My solution was to serialize the specific data from an existing database and store it as a JSON file. Then in each unit test that needed that data I deserialized the JSON file into classes and use EF Core to save it to the unit test’s database. And because I was copying from a production database which could have personal data in it I added a feature that can anonymize personal data so that no privacy laws, such as GDPR, were breached.

Rather than writing something specific for my client I decided to generalise this feature and add it to my open-source library EfCore.TestSupport. That way I, and you, can use this library to help you with create better test data for unit/performance tests, and my client gets a more comprehensive library at no extra cost.

TL; DR; – summary

  • The feature “Seed from Production” allows you to capture a “snapshot” of an existing (production) database into a JSON file which you can use to recreate the same data in a new database for testing your application.
  • This feature relies on an existing database containing the data you want to use. This means it only works for updates or rewrites of an existing application.
  • The “Seed from Production” is useful in the following cases.
    • For tests that need a lot of complex data that is hard to hand-code.
    • It provides much more representative data for system tests, performance tests and client demos.
  • The “Seed from Production” feature also includes an anonymization stage so that no personal data is stored/used in your application/test code.
  • The “Seed from Production” feature relies on EF Core’s excellent handing of saving classes with relationships to the database.
  • The “Seed from Production” feature is part of my open-source library TestSupport (Version 2.0.0 and above).

Setting the scene – why do I need better unit test data?

I spend a lot of time working on database access code (I wrote the book “Entity Framework Core in Action”) and I often have to work with large sets of data (one client’s example database was 1Tbyte in size!).

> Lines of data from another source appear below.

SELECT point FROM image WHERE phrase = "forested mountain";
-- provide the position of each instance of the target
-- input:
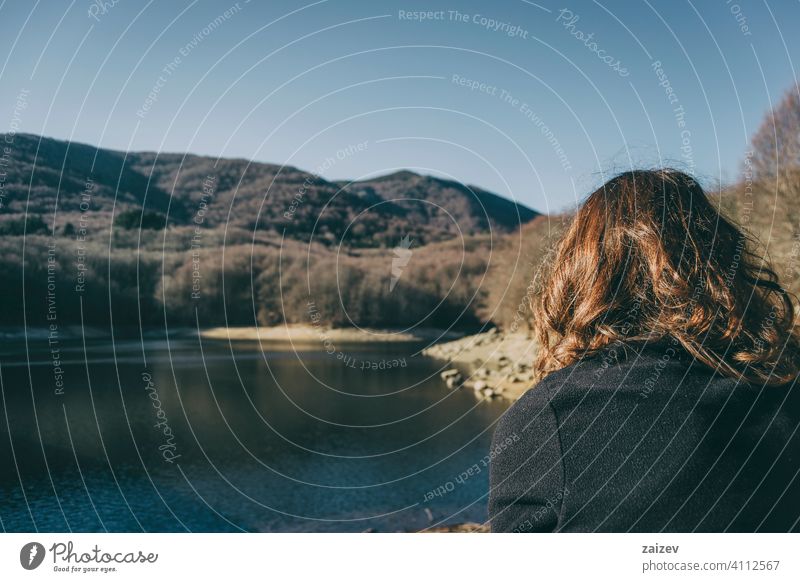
(46, 177)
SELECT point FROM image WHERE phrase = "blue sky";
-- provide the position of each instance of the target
(536, 101)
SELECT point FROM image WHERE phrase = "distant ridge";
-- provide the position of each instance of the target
(250, 195)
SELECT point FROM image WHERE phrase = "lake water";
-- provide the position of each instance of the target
(177, 435)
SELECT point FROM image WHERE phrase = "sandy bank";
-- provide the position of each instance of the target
(492, 363)
(311, 333)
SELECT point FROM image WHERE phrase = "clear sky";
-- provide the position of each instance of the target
(536, 101)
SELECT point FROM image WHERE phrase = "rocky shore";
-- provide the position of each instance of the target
(493, 364)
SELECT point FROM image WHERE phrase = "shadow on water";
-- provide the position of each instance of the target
(232, 438)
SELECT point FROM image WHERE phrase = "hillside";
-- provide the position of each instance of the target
(246, 195)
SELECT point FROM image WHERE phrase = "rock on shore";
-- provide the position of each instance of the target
(492, 364)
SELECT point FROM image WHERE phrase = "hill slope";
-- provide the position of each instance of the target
(250, 195)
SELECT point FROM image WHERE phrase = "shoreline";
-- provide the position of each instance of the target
(493, 363)
(301, 333)
(309, 333)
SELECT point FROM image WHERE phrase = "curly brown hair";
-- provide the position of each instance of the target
(648, 257)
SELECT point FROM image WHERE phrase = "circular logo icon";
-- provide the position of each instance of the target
(31, 555)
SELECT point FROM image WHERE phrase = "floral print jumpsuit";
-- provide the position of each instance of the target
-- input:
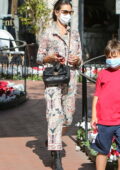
(60, 100)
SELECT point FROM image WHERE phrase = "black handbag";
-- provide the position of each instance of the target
(56, 75)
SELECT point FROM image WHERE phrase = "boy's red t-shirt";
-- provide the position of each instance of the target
(108, 92)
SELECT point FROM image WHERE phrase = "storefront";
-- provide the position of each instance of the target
(101, 24)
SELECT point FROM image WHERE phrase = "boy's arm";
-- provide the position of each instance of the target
(94, 113)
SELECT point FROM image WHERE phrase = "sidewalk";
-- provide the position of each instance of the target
(23, 132)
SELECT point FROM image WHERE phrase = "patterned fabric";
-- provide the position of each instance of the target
(60, 100)
(60, 109)
(51, 42)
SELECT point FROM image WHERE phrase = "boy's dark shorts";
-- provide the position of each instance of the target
(104, 138)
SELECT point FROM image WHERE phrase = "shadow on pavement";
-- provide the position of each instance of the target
(38, 147)
(87, 166)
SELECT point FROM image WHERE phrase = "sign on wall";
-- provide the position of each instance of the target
(117, 6)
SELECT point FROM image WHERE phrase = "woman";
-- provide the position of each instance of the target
(60, 44)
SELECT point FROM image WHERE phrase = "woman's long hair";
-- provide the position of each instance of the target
(57, 7)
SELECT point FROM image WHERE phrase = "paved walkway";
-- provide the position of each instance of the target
(23, 132)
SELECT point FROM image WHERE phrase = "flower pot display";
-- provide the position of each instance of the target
(11, 95)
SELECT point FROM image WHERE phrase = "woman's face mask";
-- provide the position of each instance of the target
(113, 62)
(65, 19)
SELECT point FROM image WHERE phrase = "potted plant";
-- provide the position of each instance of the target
(35, 15)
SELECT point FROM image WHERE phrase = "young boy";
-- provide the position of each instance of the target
(106, 105)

If you use a database in a test, then the database must be in a known state before you start you test. In my experience what data the unit test’s needs break down into three cases:

  1. A small number of tests you can start with an empty database.
  2. Most tests only need few tables/rows of data in the database.
  3. A small set of tests need more complex set of data in the database.

Item 1, empty database, is easy to arrange: either delete/create a new database (slow) or build a wipe method to “clean” an existing database (faster). For item 2, few tables/rows, I usually write code to set up the database with the data I need – these are often extension methods with names like SeedDatabaseFourBooks or CreateDummyOrder. But when it comes to item 3, which needs complex data, it can be hard work to write and a pain to keep up to date when the database schema or data changes.

I have tried several approaches in the past (real database and run test in a transaction, database snapshots, seed from Excel file, or just write tests to handle unknown data setup). But EF Core’s excellent approach to saving classes with relationships to a database allows me to produce a better system.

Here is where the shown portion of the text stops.